The blockchain is set to revolutionise the infrastructure underpinning financial services and many other industries, including the audit and accounting profession.

While many people associate the blockchain with digital currencies such as bitcoin, its potential is being realised across many sectors, including financial services, health, property, energy, trade and government.

What is blockchain technology?

Blockchain technology is a system based on distributed ledgers – a database of assets or transactions that can be shared across multiple nodes in a network giving each participant their own copy, with any changes reflected in every copy almost simultaneously.

Every transaction is recorded as a ‘block’ of data, and each new block has an encrypted copy of the previous block included within it. Blocks are then linked using cryptographic signatures to create a ‘chain’ of activity or transactions that are time-stamped, distributed and tamper-proof.

Therefore, the blockchain creates an incorruptible ledger of information, where falsifying or destroying the entries to conceal activity is practically impossible.

Impact on company operational and financial environment

The blockchain enables companies to record both sides of a transaction simultaneously in a shared ledger in real time rather than having to keep reconciled records of financial transactions in separate, privately-managed databases or ledgers. It is poised to end traditional methods of invoicing, documentation, contracts, registries, inventory systems, and payment processing for businesses.

Therefore the need for traditional double-entry bookkeeping will become obsolete, as the verification of the integrity and compliance of a company’s accounting will be fully automated within the blockchain.

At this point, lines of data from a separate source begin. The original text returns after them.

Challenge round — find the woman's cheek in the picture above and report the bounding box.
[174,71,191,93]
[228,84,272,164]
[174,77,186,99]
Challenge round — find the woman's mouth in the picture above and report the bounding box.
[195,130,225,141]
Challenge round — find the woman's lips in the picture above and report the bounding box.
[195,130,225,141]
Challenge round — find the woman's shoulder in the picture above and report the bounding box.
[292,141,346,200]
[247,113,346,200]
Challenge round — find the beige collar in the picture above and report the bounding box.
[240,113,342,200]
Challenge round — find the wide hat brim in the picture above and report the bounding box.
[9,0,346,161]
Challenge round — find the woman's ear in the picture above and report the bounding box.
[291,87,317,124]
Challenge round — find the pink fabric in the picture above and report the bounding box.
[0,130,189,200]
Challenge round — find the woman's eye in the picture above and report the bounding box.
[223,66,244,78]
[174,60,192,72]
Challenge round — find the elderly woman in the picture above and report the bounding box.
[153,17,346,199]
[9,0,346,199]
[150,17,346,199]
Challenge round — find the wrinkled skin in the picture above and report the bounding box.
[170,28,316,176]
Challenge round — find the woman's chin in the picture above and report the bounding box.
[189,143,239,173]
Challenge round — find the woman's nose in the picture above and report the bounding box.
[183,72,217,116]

This will also have a knock-on effect on the audit process. Antonis Polemitis, CEO of the University of Nicosia, a leader in the blockchain field, says: “Blockchains will ultimately revolutionise auditing. They can provide machine-readable, continuously-synchronised accounting records between counterparties, something that will increase transparency and allow for ongoing automated audits.”

Pace of change

There is great scepticism about the pace of change and the extent of the disruption that the blockchain may cause.

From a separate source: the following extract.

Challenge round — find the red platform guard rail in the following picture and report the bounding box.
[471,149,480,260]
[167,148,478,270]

Many in the business community believe that due to the complexity of the technology and the fact that it is still in its infancy, the blockchain still has a long way to go before its true capabilities can be understood. Others believe that the huge hype and investment into the technology mean businesses will start feeling its impact within the next few years.

Regardless of the precise pace and extent of change, the blockchain will undoubtedly alter the relationship between companies and their accountants and auditors. In the future, accountants and auditors are likely to focus increasingly on areas requiring judgement, such as complex transactions, internal control mechanisms, analytics, forecasting, IT audits and controls, valuations and other matters on which they can add real value.